With the sump, at least you don't have to replenish the water as often. Never too much filtration. I have a sump and and Eheim running on my 75g discus. On my 150g planted discus with a 100g sump with 15 gallons of bio-balls. I am planning to put a big Eheim on as well. Not using any of the filter for return though - don't see any problem with that either.


----------



## oakley1984 (Oct 10, 2010)

to answer your question simply, with no media in your sump, your simply just using extra electricity to do the same job that the canisters would do on the tank itself


----------



## gklaw (May 31, 2010)

Mmmm. But he is not running a return pump.

Another benefit of a sump is simply adding more water volume. A 90g tank plus a 50% full 25g sump give you 102g total.

In my 150g discus tank I added 50g water at the sump.
In my 180g SW system, I have a 25g rock only, a 33g algae tank, and a 25g sump. Adding another 70g water to the system.

This allow me to up the density a bit in the display tank. For the SW system, it may be more energy efficient as I can use two return pumps to drive four tanks, skimmer, UV sterilizer, calc reactor and sulphur chamber.


----------



## spit.fire (Jan 3, 2011)

gklaw said:


> Mmmm. But he is not running a return pump.
> 
> Another benefit of a sump is simply adding more water volume. A 90g tank plus a 50% full 25g sump give you 102g total.
> 
> ...


im running the return pump right now, otherwise the filtered water wouldnt be able to make it back to the tank.


----------



## 2wheelsx2 (Apr 21, 2010)

Waste of filter.

As for the extra volume thing, it makes sense in theory, but in practical terms, I've been finding that it's cheaper to just buy a bigger tank. Say you're running a 180 with a 30 gallon sump, just buy a 210 or 240, etc. Or do the harder method, which is to stock at lower levels. I think the added the complexity of a sump is not worth the gains just for that.

For me there are 2 main benefits to a sump:
1. Gets everything out of the tank except powerheads, and you may be able to do everything if you had a big enough pump and split the outlets to direct the flows.
2. Keeps water level constant and allows you to do water changes, dosing, cleaning of the media, without disturbing the tank.

The other benefits are relatively minor and there are other methods to achieve easily, again, IMO.


----------



## spit.fire (Jan 3, 2011)

2wheelsx2 said:


> Waste of filter.
> 
> As for the extra volume thing, it makes sense in theory, but in practical terms, I've been finding that it's cheaper to just buy a bigger tank. Say you're running a 180 with a 30 gallon sump, just buy a 210 or 240, etc. Or do the harder method, which is to stock at lower levels.
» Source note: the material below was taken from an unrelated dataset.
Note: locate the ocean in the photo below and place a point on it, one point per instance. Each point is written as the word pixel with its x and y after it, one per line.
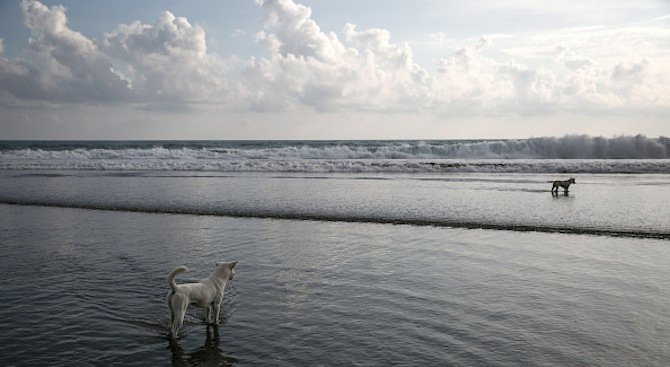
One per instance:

I think the added the complexity of a sump is not worth the gains just for that.
> 
> ...


i really like not having anything in the main tank, i dont have powerheads because well, bichirs dont need alot of movement and how i drilled the tubes i get quite a bit of flow in every direction out of the sump.

at the moment im using the lower tank for a growout tank for my snakeheads and my senegals seem to like going down the waterslide to the sump so they're in there for now as well (they're only 4" long)
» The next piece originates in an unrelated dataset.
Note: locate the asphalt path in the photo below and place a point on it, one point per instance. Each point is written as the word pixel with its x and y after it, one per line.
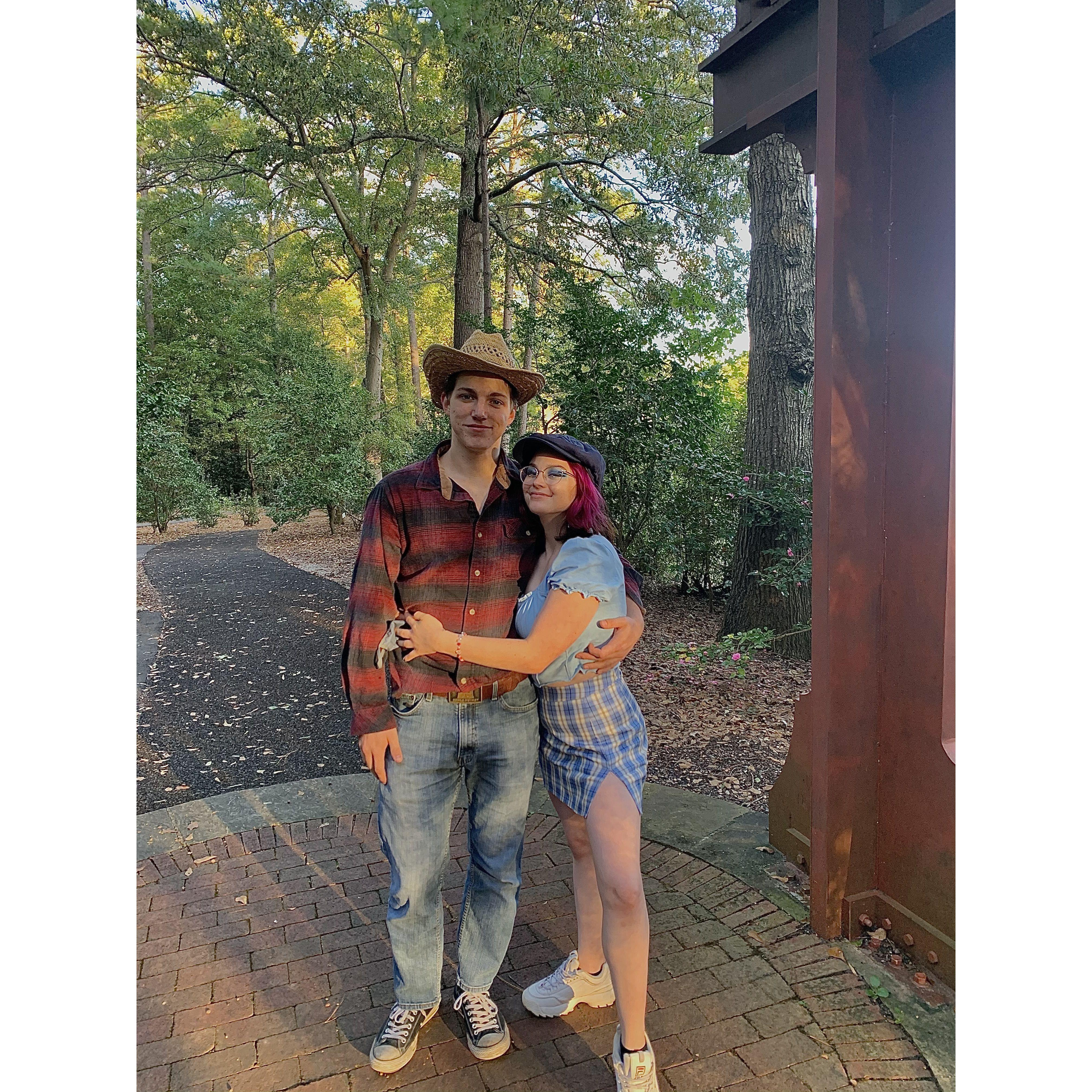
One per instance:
pixel 246 686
once i have the time i plan on setting up a 125 gallon tank but first i need to reseal it, build a stand and drill the tank so it could be some time before any of that happens

i also have to finish my stand for my 90 gallon and finish the sump


----------



## The Guy (Nov 26, 2010)

Hey Tyler: 
Just thought I would let you know I did end up using the 2213 I got from you to run my sterilizer in 46 Gallon tank, it's very quiet when running. Thanks Laurie


----------